Call for Reparations in Tulsa: Daily Brief

Plus: EU leaders need to go beyond words at today's EU-China summit; spyware used against Moroccan journalist; Russian blogger targeted for anti-racist posts; National Indigenous People’s Day in Canada; and a way to support human rights work during this pandemic.

Last Friday, Juneteenth, Human Rights Watch was in Tulsa, Oklahoma’s historic Greenwood district, where anger and frustration were palpable, as Black Tulsans are all too aware that, after 155 Juneteenth celebrations and nearly 100 years after the 1921 Tulsa Race Massacre, deep-rooted and structural racism remain. Tulsan community leaders delivered a call to action and demanded long overdue reparations.

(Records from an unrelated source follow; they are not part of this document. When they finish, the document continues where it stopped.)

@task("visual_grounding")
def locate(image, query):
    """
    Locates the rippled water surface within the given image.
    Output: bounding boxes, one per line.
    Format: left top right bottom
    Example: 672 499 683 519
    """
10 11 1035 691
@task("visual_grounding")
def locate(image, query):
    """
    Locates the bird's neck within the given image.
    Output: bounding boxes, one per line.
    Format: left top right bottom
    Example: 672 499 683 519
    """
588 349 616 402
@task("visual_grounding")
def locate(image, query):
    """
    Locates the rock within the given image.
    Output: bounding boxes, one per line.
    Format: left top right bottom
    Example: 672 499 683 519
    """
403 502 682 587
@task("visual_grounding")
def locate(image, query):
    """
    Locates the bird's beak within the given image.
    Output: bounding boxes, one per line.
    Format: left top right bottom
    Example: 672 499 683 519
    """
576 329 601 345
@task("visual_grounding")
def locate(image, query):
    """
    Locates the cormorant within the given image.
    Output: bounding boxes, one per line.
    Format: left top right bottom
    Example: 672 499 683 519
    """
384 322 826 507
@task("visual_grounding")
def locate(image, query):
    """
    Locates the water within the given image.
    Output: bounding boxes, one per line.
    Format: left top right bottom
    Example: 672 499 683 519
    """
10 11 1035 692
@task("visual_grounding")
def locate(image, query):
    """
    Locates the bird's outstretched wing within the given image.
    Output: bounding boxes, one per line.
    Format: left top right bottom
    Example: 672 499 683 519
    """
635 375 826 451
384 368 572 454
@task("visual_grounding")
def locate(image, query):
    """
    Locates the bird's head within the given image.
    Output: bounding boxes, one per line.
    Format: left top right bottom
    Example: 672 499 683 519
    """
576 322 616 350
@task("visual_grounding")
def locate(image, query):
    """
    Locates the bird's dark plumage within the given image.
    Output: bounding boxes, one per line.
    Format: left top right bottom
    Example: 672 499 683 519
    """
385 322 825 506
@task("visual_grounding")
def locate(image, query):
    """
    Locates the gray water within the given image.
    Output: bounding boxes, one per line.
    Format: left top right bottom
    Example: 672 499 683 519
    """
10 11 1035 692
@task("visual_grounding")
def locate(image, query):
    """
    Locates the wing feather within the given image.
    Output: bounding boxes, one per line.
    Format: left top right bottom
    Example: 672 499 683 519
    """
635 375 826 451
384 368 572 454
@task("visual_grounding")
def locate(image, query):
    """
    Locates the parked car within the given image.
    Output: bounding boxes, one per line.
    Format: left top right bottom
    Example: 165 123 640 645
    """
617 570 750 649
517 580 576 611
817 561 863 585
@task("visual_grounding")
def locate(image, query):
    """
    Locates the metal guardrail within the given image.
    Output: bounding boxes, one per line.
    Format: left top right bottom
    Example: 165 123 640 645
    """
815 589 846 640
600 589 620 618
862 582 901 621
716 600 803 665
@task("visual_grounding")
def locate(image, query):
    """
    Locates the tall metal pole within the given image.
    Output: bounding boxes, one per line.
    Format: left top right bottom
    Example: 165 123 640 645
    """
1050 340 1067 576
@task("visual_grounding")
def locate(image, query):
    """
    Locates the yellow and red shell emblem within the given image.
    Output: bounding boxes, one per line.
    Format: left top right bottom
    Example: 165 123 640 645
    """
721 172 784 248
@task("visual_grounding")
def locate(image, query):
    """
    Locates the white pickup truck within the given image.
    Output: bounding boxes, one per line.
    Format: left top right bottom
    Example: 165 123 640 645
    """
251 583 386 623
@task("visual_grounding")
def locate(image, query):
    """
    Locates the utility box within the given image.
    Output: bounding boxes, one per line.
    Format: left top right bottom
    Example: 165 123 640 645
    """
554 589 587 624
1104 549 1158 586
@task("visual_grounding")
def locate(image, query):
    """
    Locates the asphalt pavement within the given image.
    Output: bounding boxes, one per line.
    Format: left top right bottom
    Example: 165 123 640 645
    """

The EU-China summit will be held virtually today. Last Friday, MEPs urged European leaders to prioritize human rights. Now, will the EU use the tools at its disposal to respond to the Chinese government’s violations, or just continue to tick the box marked ‘raised concerns’?

A new Amnesty International report documents how spyware was used in a campaign by the Moroccan government to spy on Omar Radi, well-known Moroccan activist and journalist. NSO Group, an Israeli company marketing its technology in the fight against COVID-19, is responsible for this technology.

A Russian blogger is being targeted by the authorities for her anti-racism posts.

Canada needs to do more to defend the rights of its Indigenous communities.